Companies have Assets and Liabilities. In some adverse situation, Assets are used to payoff all the Liabilities. Suppose there is company which has assets of 100, and liabilities of 100. In ideal case it would be able to payback the liabilities. But what if some adverse situation occurs and liability increases unexpectedly.
In that case company will be declared Insolvent (Bankrupt). This will be a bad situation which every customer does not want to experience.
Thats the reason, Solvency margin comes into picture, The excess margin maintained by the company provides that extra cover which may be required in case some thing totally unexpected happens.
by the way, i am now on twitter, so you can follow me and get updates on twitter.
Current Solvency Margin is at 150% for Life Insurance Companies.

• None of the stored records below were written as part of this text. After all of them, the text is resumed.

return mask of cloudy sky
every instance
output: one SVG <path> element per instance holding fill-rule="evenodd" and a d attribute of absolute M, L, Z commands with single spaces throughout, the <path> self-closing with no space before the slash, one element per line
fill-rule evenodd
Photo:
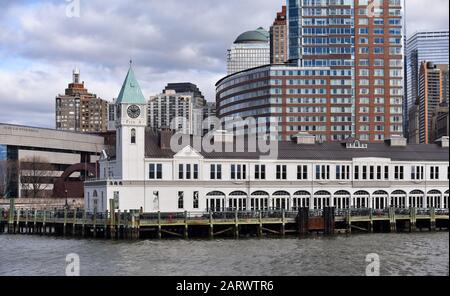
<path fill-rule="evenodd" d="M 406 1 L 409 33 L 449 27 L 448 0 Z M 79 17 L 69 17 L 76 2 Z M 55 96 L 74 67 L 110 100 L 130 58 L 146 97 L 189 81 L 212 101 L 226 49 L 241 32 L 268 28 L 283 2 L 0 0 L 0 122 L 54 127 Z"/>

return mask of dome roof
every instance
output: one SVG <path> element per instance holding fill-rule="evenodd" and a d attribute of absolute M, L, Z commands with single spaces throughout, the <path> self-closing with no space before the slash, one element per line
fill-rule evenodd
<path fill-rule="evenodd" d="M 269 38 L 269 32 L 263 28 L 258 28 L 254 31 L 242 33 L 234 43 L 267 43 L 269 42 Z"/>

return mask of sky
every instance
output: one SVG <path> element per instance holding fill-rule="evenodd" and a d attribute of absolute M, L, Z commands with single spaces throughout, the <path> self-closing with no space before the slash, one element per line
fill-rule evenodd
<path fill-rule="evenodd" d="M 448 29 L 448 0 L 406 0 L 408 35 Z M 146 97 L 192 82 L 208 101 L 242 32 L 268 29 L 283 0 L 0 0 L 0 122 L 54 128 L 72 70 L 117 97 L 133 60 Z M 78 5 L 79 4 L 79 5 Z"/>

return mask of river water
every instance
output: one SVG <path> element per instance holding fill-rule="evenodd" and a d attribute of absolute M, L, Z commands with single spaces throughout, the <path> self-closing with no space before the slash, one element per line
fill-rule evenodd
<path fill-rule="evenodd" d="M 0 235 L 0 275 L 365 275 L 376 253 L 381 275 L 449 275 L 449 233 L 365 234 L 307 239 L 80 240 Z"/>

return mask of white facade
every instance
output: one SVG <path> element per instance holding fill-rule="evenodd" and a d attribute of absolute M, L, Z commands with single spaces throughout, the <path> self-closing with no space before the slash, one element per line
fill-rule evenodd
<path fill-rule="evenodd" d="M 101 172 L 107 165 L 114 164 L 103 161 Z M 121 211 L 144 212 L 448 208 L 449 202 L 448 161 L 382 156 L 348 161 L 206 159 L 188 146 L 173 158 L 146 158 L 137 165 L 145 169 L 145 178 L 102 174 L 101 180 L 87 183 L 86 209 L 106 210 L 107 200 L 114 197 Z"/>
<path fill-rule="evenodd" d="M 101 159 L 100 178 L 85 183 L 87 211 L 111 210 L 110 200 L 121 211 L 146 213 L 448 208 L 448 137 L 440 145 L 393 138 L 367 146 L 315 144 L 299 134 L 296 143 L 277 142 L 273 160 L 189 145 L 173 153 L 167 134 L 146 134 L 146 102 L 136 86 L 130 68 L 117 101 L 116 157 Z M 230 140 L 219 139 L 214 144 Z"/>

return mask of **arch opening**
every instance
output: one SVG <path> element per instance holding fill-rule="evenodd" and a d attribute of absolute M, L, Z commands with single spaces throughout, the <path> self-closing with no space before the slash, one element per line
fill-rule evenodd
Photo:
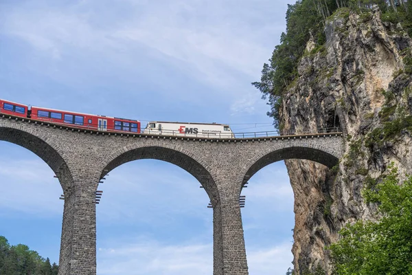
<path fill-rule="evenodd" d="M 98 272 L 128 274 L 139 268 L 148 274 L 211 274 L 207 195 L 192 173 L 172 161 L 153 159 L 163 153 L 149 157 L 146 150 L 111 162 L 99 186 Z"/>
<path fill-rule="evenodd" d="M 102 177 L 125 163 L 138 160 L 157 160 L 174 164 L 194 177 L 205 188 L 211 201 L 218 199 L 216 184 L 210 173 L 204 165 L 195 160 L 188 153 L 172 148 L 159 146 L 143 146 L 126 151 L 112 157 L 103 169 Z"/>
<path fill-rule="evenodd" d="M 284 274 L 293 268 L 294 194 L 283 162 L 258 171 L 242 190 L 244 243 L 250 274 Z"/>
<path fill-rule="evenodd" d="M 0 235 L 58 263 L 62 190 L 46 164 L 33 152 L 0 141 Z"/>
<path fill-rule="evenodd" d="M 328 168 L 332 168 L 339 162 L 336 157 L 312 148 L 289 147 L 276 150 L 267 153 L 251 164 L 244 175 L 242 184 L 264 167 L 280 160 L 292 159 L 311 160 Z"/>
<path fill-rule="evenodd" d="M 25 148 L 43 160 L 60 179 L 63 189 L 65 184 L 73 182 L 69 168 L 60 154 L 39 137 L 14 128 L 0 126 L 0 141 Z"/>
<path fill-rule="evenodd" d="M 317 196 L 317 201 L 314 201 L 313 205 L 311 205 L 310 203 L 309 203 L 308 204 L 308 206 L 310 205 L 310 207 L 308 208 L 308 209 L 305 208 L 304 207 L 304 208 L 301 208 L 301 208 L 297 208 L 297 205 L 295 204 L 295 199 L 302 199 L 303 201 L 306 204 L 308 201 L 305 201 L 305 198 L 304 197 L 308 197 L 308 196 L 312 196 L 312 193 L 310 192 L 308 192 L 308 186 L 292 186 L 290 185 L 290 182 L 291 182 L 291 178 L 293 177 L 293 171 L 287 171 L 286 166 L 284 164 L 282 164 L 282 162 L 280 162 L 279 161 L 281 160 L 310 160 L 310 162 L 305 162 L 307 164 L 309 164 L 310 166 L 313 166 L 314 167 L 312 168 L 309 168 L 309 169 L 317 169 L 317 165 L 316 164 L 322 164 L 321 166 L 320 166 L 320 167 L 328 167 L 328 168 L 332 168 L 333 166 L 334 166 L 335 165 L 339 164 L 339 159 L 328 153 L 326 153 L 325 151 L 323 151 L 320 149 L 317 149 L 317 148 L 307 148 L 307 147 L 290 147 L 290 148 L 282 148 L 282 149 L 279 149 L 279 150 L 276 150 L 276 151 L 273 151 L 272 152 L 269 152 L 268 153 L 266 153 L 266 155 L 264 155 L 264 156 L 257 159 L 257 160 L 252 160 L 251 162 L 249 164 L 249 166 L 248 167 L 247 167 L 246 168 L 247 168 L 247 170 L 246 170 L 246 172 L 244 172 L 244 170 L 242 172 L 242 173 L 241 173 L 241 176 L 242 176 L 242 186 L 244 186 L 244 184 L 246 184 L 247 182 L 249 182 L 251 183 L 251 184 L 248 184 L 248 188 L 244 190 L 242 189 L 242 194 L 244 195 L 247 195 L 248 192 L 253 190 L 253 188 L 254 187 L 254 185 L 255 184 L 256 186 L 259 186 L 259 183 L 258 183 L 258 184 L 256 184 L 256 183 L 253 184 L 253 182 L 255 182 L 255 179 L 252 178 L 252 177 L 253 177 L 255 175 L 255 177 L 258 177 L 259 180 L 259 178 L 261 177 L 260 174 L 262 173 L 266 173 L 268 171 L 268 167 L 275 167 L 276 166 L 279 166 L 281 165 L 284 167 L 283 170 L 284 172 L 282 173 L 282 177 L 286 177 L 287 179 L 287 182 L 288 183 L 288 188 L 286 188 L 286 189 L 287 189 L 287 190 L 289 191 L 289 195 L 292 196 L 292 201 L 293 204 L 293 209 L 294 209 L 294 213 L 292 214 L 292 211 L 289 210 L 289 213 L 290 214 L 290 216 L 293 217 L 294 218 L 295 221 L 296 221 L 297 224 L 298 223 L 298 221 L 300 221 L 299 219 L 302 219 L 301 221 L 299 221 L 299 224 L 305 222 L 305 211 L 313 211 L 313 219 L 317 219 L 319 217 L 319 215 L 320 214 L 321 216 L 322 214 L 323 214 L 323 212 L 325 210 L 325 208 L 324 204 L 327 204 L 327 202 L 325 203 L 325 201 L 328 201 L 328 198 L 326 197 L 323 197 L 322 196 L 325 195 L 325 190 L 323 190 L 323 188 L 325 187 L 325 184 L 328 184 L 328 183 L 325 182 L 324 184 L 319 184 L 319 182 L 317 182 L 316 183 L 314 183 L 314 184 L 317 184 L 317 186 L 314 186 L 314 194 L 316 195 Z M 319 179 L 321 178 L 322 177 L 324 177 L 325 176 L 325 170 L 324 168 L 321 169 L 321 174 L 322 175 L 320 175 Z M 292 174 L 290 174 L 292 173 Z M 289 174 L 289 175 L 288 175 Z M 277 178 L 275 177 L 273 177 L 273 178 Z M 311 180 L 312 180 L 313 179 L 311 179 Z M 276 179 L 271 179 L 270 180 L 266 180 L 267 181 L 275 181 Z M 250 181 L 250 182 L 249 182 Z M 296 180 L 295 181 L 296 182 Z M 273 184 L 273 188 L 275 188 L 275 184 Z M 284 188 L 285 188 L 284 184 Z M 268 188 L 268 187 L 266 186 L 266 188 Z M 303 189 L 302 189 L 303 188 Z M 309 188 L 310 189 L 310 188 Z M 264 195 L 270 195 L 271 193 L 273 193 L 273 192 L 271 192 L 270 190 L 261 190 L 264 192 Z M 297 196 L 299 197 L 298 199 L 297 198 Z M 326 194 L 327 195 L 327 194 Z M 280 196 L 278 196 L 277 198 L 272 198 L 273 200 L 276 200 L 276 202 L 279 202 L 279 200 L 282 200 L 282 199 L 284 199 L 284 197 L 281 197 Z M 257 200 L 257 204 L 261 204 L 262 201 L 263 200 L 260 199 L 260 200 Z M 299 204 L 301 204 L 302 201 L 300 201 Z M 263 209 L 266 210 L 266 209 L 269 209 L 270 207 L 264 207 Z M 306 209 L 306 210 L 304 210 L 304 209 Z M 321 212 L 320 212 L 319 214 L 319 211 L 321 211 Z M 293 216 L 292 216 L 293 215 Z M 298 217 L 299 216 L 299 217 Z M 309 215 L 310 216 L 310 215 Z M 308 217 L 309 217 L 308 216 Z M 300 217 L 300 218 L 299 218 Z M 306 217 L 307 218 L 307 217 Z M 279 219 L 279 217 L 277 217 L 277 219 Z M 328 222 L 328 220 L 325 221 L 326 223 Z M 271 222 L 269 221 L 269 223 Z M 280 223 L 282 222 L 282 219 L 279 219 L 279 221 L 277 221 L 277 223 Z M 246 224 L 245 226 L 245 228 L 247 230 L 248 228 L 248 225 Z M 276 226 L 280 226 L 279 225 L 276 225 Z M 290 228 L 290 229 L 292 229 L 292 231 L 293 231 L 293 229 L 295 228 L 295 223 L 293 223 L 293 225 L 292 226 L 292 227 Z M 296 234 L 296 232 L 290 232 L 289 231 L 289 232 L 290 233 L 290 235 L 287 235 L 287 236 L 290 236 L 290 239 L 293 240 L 292 238 L 292 235 L 295 235 Z M 287 234 L 287 232 L 284 232 L 284 234 Z M 248 242 L 250 241 L 250 240 L 248 240 L 248 237 L 247 237 L 247 232 L 245 233 L 245 244 L 246 244 L 246 247 L 247 249 L 248 247 L 249 247 L 250 244 L 248 244 Z M 300 236 L 300 235 L 299 235 Z M 268 237 L 270 237 L 269 236 L 268 236 Z M 290 245 L 289 246 L 289 248 L 292 248 L 292 245 Z M 295 246 L 295 245 L 294 245 Z M 282 248 L 285 248 L 284 247 Z M 299 248 L 294 248 L 295 250 Z M 276 250 L 277 252 L 279 251 Z M 268 253 L 275 253 L 275 251 L 271 251 L 271 252 L 268 252 Z M 267 254 L 266 254 L 267 256 Z M 264 255 L 263 255 L 262 256 L 264 256 Z M 283 256 L 284 255 L 279 255 L 279 256 Z M 249 262 L 251 261 L 251 259 L 249 258 L 249 257 L 248 257 L 248 262 Z M 253 261 L 253 259 L 252 259 L 252 261 Z M 253 265 L 253 262 L 251 263 L 251 265 Z M 299 265 L 300 266 L 300 262 Z M 290 267 L 293 267 L 293 266 L 290 266 Z M 253 268 L 253 267 L 252 267 Z M 287 270 L 284 270 L 284 272 L 286 272 Z M 271 271 L 273 273 L 273 270 Z M 264 274 L 264 271 L 262 271 L 260 270 L 260 274 Z M 269 273 L 268 273 L 269 274 Z"/>

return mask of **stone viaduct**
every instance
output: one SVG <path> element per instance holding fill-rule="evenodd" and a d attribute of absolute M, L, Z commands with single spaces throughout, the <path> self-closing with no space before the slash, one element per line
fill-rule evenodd
<path fill-rule="evenodd" d="M 0 140 L 43 159 L 63 190 L 59 275 L 96 274 L 99 181 L 122 164 L 141 159 L 176 164 L 199 181 L 213 206 L 214 275 L 248 274 L 239 206 L 243 185 L 260 169 L 279 160 L 305 159 L 334 166 L 344 152 L 342 135 L 235 140 L 109 135 L 0 116 Z"/>

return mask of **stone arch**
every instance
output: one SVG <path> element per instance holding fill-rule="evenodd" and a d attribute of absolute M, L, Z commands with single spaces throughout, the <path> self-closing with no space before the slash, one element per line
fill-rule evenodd
<path fill-rule="evenodd" d="M 19 129 L 21 127 L 13 126 L 0 124 L 0 140 L 13 143 L 34 153 L 54 172 L 63 190 L 69 188 L 73 183 L 70 169 L 58 151 L 47 142 L 47 138 L 36 135 L 36 131 L 30 127 L 23 130 Z"/>
<path fill-rule="evenodd" d="M 243 167 L 238 182 L 243 186 L 258 171 L 262 168 L 280 160 L 298 159 L 307 160 L 332 168 L 339 162 L 339 158 L 333 153 L 328 153 L 317 148 L 293 146 L 277 148 L 262 152 L 254 157 Z"/>
<path fill-rule="evenodd" d="M 209 172 L 211 169 L 207 164 L 196 157 L 194 153 L 178 146 L 133 144 L 124 146 L 108 157 L 106 164 L 102 168 L 101 178 L 126 162 L 147 159 L 164 161 L 183 168 L 201 183 L 212 203 L 218 200 L 219 193 L 215 177 Z"/>

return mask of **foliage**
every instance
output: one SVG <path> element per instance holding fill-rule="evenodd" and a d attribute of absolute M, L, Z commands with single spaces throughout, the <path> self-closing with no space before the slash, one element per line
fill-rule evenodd
<path fill-rule="evenodd" d="M 341 230 L 330 246 L 336 275 L 412 274 L 412 177 L 399 184 L 397 169 L 363 195 L 378 205 L 382 218 L 359 221 Z"/>
<path fill-rule="evenodd" d="M 36 251 L 25 245 L 10 245 L 7 239 L 0 236 L 0 274 L 57 275 L 58 266 L 50 264 Z"/>
<path fill-rule="evenodd" d="M 298 0 L 293 5 L 288 5 L 286 31 L 282 34 L 280 44 L 275 47 L 269 63 L 264 64 L 260 81 L 252 83 L 262 92 L 263 99 L 268 98 L 271 111 L 267 114 L 274 118 L 276 128 L 279 128 L 282 96 L 298 77 L 299 62 L 306 54 L 326 52 L 324 27 L 328 18 L 336 10 L 336 16 L 347 18 L 350 11 L 353 10 L 358 12 L 363 20 L 369 20 L 368 12 L 374 5 L 380 8 L 384 20 L 401 23 L 412 36 L 412 1 Z M 312 52 L 306 53 L 306 44 L 311 37 L 314 48 Z M 405 62 L 409 63 L 409 59 Z M 407 69 L 409 72 L 409 67 Z"/>

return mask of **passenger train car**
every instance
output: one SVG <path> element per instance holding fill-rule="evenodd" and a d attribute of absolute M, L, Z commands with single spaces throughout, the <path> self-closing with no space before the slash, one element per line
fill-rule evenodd
<path fill-rule="evenodd" d="M 151 121 L 142 130 L 139 120 L 31 107 L 2 99 L 0 99 L 1 113 L 78 129 L 113 133 L 211 138 L 235 138 L 227 124 Z"/>
<path fill-rule="evenodd" d="M 2 99 L 0 99 L 0 113 L 80 129 L 108 132 L 141 133 L 140 122 L 138 120 L 30 107 Z"/>

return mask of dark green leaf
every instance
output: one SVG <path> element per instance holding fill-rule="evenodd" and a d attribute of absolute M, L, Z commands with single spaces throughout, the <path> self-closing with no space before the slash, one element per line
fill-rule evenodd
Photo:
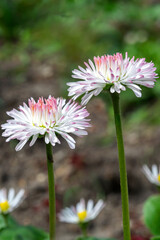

It means for every Rs 100 insured the Insurer should have 150 with them.
You must have understood Solvency margin till now, but what if some bad event of High Magnitude happens and then Liabilities of company (the claims they have to settle) crosses there total assets + extra margin, in that case they will not be able to pay back, but the chances of this happening is very very small, and generally Solvency margin takes care of it.
Some bad unexpected event like Earthquake or some terrorist attack which kills say 1000’s of people can dramatically increase Insurer’s Liability, but in most of the cases its always taken care by choosing adequate Solvency margin. But there are always that small percentage chances of the Failure which you have to live with and we cant do anything.
Solvency Margin has to be maintained by all the Insurance Companies in India whether its Private or Public sector. All the companies are at same level, Some of them are old, some are new, some are big and some are small, but its same for all and everything is under IRDA norms and scrutiny.
So decisions based on How safe or unsafe a company is not relevant now . Risk is with every company and that is equal for all.
So for people who are going to take Term Insurance, the best thing is to go with the cheapest price and good record of claim settlement. There are many new players in this market who are so new that we don’t have any long track record . like for Religare Aegon (which is my favorite).
So for term Insurance, just break your cover into 2 parts and take insurance from 2 companies to diversify the risk further.
Read tips while taking Term Insurance
This is what many people never knew and they take there decisions based on just trust and how long company has been in existence. Huh, people trusted Satyam and Lehman Brothers also, so what !!